A report released this past week by the International Finance Corporation and the World Bank titled "Doing Business in Juba 2011" takes stock of the pros and cons of entering the market in South Sudan, based on a research team's assessment of a number of factors: the existing business regulations, the institutional capacity of the soon-to-be-sovereign southern government, and the formal and informal taxation and credit systems.
The report presents a mixed picture, finding that the process of starting and registering a business is "fast," but expensive – "nearly twice as costly as the average in sub-Saharan Africa thanks to the high fees that must be paid to local and Juba government authorities and a myriad collection of Government of Southern Sudan ministries."
This assessment will likely prove useful for expatriate entrepreneurs hailing from the region and from Europe and North America, though the industrious and hearty truck drivers and market shopkeepers in the southern capital – mainly Ugandan and Kenyan traders – might not find the report as relevant to their daily work.
No matter, since, straightforward or not, the booming business of importing fruits, vegetables, and dried staples such as beans and rice continues day and night in Juba's markets.
A weary-looking Ugandan truck driver, fresh off a three-day drive from eastern Uganda, told me in Juba's Konyo Konyo market that of all the countries he has worked in – from the Democratic Republic of Congo to Tanzania – South Sudan was the toughest, but the most profitable.
Jameel Kasaga's truck full of plantains had been stopped numerous times en route from Uganda to South Sudan Sudan. Mr. Kasaga, who does not own the truck he drives, paid "taxes" five times to bring his edible cargo to Juba.
South Sudan may be war-devastated and underdeveloped, but the vast tracts of unexploited land and long rainy season mean the landlocked region could become a regional breadbasket.

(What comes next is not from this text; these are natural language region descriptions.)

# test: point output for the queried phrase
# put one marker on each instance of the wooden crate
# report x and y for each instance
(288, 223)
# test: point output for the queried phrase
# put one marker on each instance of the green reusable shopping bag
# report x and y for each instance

Until this happens, though, the south will remain dependent on trade from its East African neighbors and northern Sudanese border states like Southern Kordofan.
Southern leaders this past week accused the Khartoum government of imposing a blockade on trade to the south, underscoring the ongoing fragility of north-south relations while representatives of both sides continue to meet to hammer out deals over oil sharing, citizenship, and division of debts and assets in the run-up to the birth of the Republic of South Sudan on July 9.
The IFC-World Bank report encouraged the south's government to institute reforms to cut red tape and make legal frameworks at the local, state, and soon-to-be national level more uniform.
While these recommendations seem sound, broader challenges related to infrastructure and corruption in the new state will continue to confront those brave businessmen and women who are hustling to keep Juba's markets stocked on a daily basis.